Step 4: Evaluate Liver Disease

• Check AST, ALT, and consider abdominal ultrasound to assess for fatty liver, chronic liver disease, or hepatomegaly 2, 3.
• Liver disease (alcoholic, viral hepatitis, NAFLD) is a common cause of ferritin elevation in the 600–800 ng/mL range 2, 3.

Management Strategy

Treat the Hypercalcemia, Not the Ferritin

• The ferritin of 656 ng/mL does not require specific treatment unless TS ≥45% confirms iron overload 2, 3.
• Do not initiate phlebotomy or iron chelation based on ferritin alone 2, 3.
• Address the underlying cause of hypercalcemia (malignancy, granulomatous disease, etc.), and the ferritin will likely normalize as the primary condition is treated 2, 3.

When to Reassess Ferritin

• Recheck ferritin and TS after treating the hypercalcemia to confirm that ferritin normalizes with resolution of the underlying condition 2, 3.
• If ferritin rises above 1,000 ng/mL or TS becomes ≥45%, refer to hepatology or hematology for further evaluation 2, 3.

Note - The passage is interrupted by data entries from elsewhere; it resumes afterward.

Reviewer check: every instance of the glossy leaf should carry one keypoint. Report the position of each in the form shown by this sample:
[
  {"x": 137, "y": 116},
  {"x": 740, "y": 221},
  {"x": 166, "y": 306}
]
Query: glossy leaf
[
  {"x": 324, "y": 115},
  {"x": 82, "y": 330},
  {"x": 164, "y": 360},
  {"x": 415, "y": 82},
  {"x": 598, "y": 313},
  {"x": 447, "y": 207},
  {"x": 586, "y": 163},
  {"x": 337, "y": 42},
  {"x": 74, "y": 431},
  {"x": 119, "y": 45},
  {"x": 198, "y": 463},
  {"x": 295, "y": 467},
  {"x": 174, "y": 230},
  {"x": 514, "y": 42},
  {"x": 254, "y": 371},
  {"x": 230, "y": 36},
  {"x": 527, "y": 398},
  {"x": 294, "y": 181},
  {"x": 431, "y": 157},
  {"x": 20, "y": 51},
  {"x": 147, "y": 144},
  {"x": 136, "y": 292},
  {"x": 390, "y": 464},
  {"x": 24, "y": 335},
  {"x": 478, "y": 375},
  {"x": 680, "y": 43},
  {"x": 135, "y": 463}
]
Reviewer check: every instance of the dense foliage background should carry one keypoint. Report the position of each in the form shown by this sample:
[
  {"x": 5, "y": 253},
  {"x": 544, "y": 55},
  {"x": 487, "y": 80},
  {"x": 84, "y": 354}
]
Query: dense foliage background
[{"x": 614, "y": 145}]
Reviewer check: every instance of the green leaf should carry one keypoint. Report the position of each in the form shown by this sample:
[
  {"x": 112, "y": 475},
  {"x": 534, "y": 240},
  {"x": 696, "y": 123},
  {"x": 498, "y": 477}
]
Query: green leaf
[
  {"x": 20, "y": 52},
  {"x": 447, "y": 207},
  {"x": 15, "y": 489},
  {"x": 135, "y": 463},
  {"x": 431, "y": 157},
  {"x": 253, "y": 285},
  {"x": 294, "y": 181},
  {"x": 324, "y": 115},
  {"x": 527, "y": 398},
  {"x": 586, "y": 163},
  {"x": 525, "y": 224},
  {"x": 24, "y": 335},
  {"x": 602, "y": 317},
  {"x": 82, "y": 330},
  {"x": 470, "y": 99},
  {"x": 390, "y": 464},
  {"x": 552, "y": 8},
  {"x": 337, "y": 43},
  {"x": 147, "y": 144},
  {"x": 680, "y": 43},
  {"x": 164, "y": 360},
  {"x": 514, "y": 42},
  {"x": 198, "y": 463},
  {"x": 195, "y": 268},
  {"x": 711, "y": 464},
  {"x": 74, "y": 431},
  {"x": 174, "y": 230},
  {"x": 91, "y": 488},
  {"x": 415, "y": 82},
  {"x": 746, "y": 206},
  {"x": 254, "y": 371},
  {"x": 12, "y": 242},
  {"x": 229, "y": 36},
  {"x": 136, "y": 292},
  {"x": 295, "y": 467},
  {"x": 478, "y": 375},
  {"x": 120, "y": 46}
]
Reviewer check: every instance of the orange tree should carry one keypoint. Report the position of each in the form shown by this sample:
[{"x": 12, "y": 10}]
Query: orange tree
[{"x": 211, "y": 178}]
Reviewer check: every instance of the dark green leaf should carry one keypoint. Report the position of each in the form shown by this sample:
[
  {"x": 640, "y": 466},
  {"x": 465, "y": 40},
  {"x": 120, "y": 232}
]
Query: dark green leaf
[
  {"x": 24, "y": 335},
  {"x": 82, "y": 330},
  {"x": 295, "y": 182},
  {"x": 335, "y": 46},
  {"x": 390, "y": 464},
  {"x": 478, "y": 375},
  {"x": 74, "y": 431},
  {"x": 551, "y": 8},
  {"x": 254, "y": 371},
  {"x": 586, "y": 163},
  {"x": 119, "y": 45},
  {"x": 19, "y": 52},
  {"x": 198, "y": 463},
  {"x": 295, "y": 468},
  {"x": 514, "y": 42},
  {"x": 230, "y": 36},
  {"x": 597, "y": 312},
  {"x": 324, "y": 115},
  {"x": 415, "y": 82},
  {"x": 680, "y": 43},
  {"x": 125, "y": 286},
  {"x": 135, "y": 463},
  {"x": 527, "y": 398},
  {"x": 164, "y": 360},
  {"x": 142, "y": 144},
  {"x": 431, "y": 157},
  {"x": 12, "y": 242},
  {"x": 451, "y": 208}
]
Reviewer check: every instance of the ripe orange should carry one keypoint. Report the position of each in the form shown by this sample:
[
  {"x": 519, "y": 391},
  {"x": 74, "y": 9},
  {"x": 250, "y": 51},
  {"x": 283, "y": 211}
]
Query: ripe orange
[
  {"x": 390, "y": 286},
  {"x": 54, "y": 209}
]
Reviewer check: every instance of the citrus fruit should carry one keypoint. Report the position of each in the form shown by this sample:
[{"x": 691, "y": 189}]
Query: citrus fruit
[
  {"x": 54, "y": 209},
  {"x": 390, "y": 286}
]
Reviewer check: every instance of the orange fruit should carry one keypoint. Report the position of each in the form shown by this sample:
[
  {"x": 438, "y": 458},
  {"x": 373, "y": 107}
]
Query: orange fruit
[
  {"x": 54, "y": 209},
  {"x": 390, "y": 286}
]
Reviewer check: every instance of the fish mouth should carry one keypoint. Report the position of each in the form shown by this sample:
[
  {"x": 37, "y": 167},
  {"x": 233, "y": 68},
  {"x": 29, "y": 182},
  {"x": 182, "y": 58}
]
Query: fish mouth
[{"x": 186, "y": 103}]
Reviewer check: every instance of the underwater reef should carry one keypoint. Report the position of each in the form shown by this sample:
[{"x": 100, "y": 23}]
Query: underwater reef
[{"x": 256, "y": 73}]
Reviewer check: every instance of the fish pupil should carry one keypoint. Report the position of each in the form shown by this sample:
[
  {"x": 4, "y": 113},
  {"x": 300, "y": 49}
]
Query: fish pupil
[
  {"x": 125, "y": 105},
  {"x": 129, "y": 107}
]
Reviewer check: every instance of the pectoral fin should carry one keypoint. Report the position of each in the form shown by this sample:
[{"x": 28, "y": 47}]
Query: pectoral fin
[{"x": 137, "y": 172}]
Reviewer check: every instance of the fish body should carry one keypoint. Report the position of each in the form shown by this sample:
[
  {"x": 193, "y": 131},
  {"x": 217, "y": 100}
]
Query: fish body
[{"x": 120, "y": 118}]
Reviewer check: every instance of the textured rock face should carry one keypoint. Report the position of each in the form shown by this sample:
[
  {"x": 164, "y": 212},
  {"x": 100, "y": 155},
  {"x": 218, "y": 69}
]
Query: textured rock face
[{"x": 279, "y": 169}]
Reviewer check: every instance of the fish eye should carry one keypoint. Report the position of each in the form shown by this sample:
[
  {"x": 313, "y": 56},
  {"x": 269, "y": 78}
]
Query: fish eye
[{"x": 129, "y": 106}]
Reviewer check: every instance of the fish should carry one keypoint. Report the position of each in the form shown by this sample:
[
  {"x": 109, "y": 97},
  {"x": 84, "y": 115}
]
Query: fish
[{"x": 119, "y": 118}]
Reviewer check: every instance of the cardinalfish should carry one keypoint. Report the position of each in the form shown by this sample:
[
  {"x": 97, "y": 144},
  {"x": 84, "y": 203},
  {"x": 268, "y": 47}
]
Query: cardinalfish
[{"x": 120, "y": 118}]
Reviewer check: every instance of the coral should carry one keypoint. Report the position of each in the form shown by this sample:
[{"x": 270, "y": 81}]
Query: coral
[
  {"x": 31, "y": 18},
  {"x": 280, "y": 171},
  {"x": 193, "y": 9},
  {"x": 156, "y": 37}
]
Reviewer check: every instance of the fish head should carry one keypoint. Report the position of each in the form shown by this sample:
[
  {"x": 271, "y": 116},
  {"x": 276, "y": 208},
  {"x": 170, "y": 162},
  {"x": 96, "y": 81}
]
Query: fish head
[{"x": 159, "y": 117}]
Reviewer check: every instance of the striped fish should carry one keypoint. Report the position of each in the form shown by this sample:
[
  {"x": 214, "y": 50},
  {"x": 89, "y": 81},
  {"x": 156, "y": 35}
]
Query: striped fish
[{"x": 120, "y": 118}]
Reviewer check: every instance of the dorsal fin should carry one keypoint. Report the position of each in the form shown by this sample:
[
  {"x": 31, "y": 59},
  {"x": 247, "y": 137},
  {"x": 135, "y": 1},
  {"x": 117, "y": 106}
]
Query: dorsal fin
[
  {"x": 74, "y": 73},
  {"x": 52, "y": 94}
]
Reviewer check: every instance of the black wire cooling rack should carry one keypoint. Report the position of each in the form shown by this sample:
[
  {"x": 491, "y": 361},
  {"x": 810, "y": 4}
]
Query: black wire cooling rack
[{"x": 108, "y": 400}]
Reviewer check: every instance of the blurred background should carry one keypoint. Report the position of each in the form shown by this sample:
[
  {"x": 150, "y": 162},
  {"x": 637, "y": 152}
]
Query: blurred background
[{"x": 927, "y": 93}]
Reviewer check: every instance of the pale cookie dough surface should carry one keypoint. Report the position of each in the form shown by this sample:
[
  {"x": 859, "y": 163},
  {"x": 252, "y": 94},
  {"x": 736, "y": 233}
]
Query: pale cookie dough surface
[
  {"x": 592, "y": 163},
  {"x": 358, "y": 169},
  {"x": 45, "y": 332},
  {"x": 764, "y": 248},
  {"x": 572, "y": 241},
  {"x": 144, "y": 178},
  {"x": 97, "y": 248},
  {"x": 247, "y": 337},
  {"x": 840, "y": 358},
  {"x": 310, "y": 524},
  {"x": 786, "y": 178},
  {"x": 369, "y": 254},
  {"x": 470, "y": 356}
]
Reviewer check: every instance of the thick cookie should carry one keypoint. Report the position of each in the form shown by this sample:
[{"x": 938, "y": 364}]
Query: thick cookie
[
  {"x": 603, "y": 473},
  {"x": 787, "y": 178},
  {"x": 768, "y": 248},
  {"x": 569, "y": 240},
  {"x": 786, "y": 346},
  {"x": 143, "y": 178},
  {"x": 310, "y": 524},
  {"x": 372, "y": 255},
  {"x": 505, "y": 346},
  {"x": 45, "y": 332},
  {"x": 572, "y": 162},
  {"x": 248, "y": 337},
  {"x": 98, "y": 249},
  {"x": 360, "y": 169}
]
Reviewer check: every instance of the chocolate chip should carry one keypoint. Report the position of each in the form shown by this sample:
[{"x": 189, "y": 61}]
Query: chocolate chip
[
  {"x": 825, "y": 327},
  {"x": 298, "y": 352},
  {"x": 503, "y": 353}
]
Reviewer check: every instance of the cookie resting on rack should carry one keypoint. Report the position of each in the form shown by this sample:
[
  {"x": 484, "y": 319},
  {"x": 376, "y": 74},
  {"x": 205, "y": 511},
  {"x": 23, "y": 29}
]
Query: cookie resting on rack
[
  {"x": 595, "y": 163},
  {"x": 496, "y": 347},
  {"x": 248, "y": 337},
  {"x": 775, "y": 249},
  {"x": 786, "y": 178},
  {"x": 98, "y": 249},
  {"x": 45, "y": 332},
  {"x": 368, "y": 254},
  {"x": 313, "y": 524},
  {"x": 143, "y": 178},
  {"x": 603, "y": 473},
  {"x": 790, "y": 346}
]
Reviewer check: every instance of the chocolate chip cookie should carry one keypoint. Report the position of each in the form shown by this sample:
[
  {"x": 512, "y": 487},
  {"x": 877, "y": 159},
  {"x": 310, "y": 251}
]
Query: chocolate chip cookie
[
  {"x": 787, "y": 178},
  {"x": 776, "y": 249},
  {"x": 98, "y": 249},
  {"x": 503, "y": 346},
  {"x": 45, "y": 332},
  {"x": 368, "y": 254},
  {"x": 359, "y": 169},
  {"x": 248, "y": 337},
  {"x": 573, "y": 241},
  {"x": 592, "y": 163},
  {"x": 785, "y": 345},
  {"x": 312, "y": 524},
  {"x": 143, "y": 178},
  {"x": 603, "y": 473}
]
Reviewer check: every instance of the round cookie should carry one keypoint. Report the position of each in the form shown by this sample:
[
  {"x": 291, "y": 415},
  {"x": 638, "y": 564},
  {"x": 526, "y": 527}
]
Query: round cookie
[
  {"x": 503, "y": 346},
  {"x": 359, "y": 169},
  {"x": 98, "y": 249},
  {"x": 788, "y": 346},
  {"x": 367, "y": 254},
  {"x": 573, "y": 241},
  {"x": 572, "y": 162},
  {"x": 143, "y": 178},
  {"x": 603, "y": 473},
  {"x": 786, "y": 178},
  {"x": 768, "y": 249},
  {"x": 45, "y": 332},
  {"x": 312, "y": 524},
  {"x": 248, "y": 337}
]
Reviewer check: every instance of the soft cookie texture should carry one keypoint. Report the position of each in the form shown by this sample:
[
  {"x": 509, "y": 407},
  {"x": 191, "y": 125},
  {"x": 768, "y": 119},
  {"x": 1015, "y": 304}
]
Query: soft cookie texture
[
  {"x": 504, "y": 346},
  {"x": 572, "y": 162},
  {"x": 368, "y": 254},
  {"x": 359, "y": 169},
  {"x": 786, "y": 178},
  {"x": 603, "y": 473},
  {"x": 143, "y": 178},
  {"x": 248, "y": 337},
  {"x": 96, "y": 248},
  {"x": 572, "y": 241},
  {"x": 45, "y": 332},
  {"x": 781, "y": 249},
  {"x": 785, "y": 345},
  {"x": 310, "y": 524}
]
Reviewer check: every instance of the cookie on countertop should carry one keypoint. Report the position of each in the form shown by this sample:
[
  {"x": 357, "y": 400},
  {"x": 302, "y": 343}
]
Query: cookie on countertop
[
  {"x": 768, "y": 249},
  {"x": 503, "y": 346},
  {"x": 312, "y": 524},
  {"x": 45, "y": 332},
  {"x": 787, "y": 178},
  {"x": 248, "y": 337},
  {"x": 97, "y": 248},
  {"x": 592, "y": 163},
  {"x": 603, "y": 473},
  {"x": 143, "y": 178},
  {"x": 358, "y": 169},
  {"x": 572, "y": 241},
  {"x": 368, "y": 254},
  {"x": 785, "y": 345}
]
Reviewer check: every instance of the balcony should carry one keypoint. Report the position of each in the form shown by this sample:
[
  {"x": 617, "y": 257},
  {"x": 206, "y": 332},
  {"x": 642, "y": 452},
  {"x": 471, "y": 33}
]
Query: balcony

Critical Pitfalls to Avoid

• Do not assume iron overload when ferritin is elevated without confirming TS ≥45% 2, 3.
• Do not overlook malignancy as the unifying diagnosis for both hypercalcemia and elevated ferritin 4.
• Do not order HFE genetic testing when TS <45%, as this leads to misdiagnosis and unnecessary phlebotomy 2, 3.
• Do not treat the ferritin in isolation—focus on identifying and managing the cause of PTH-independent hypercalcemia 2, 3.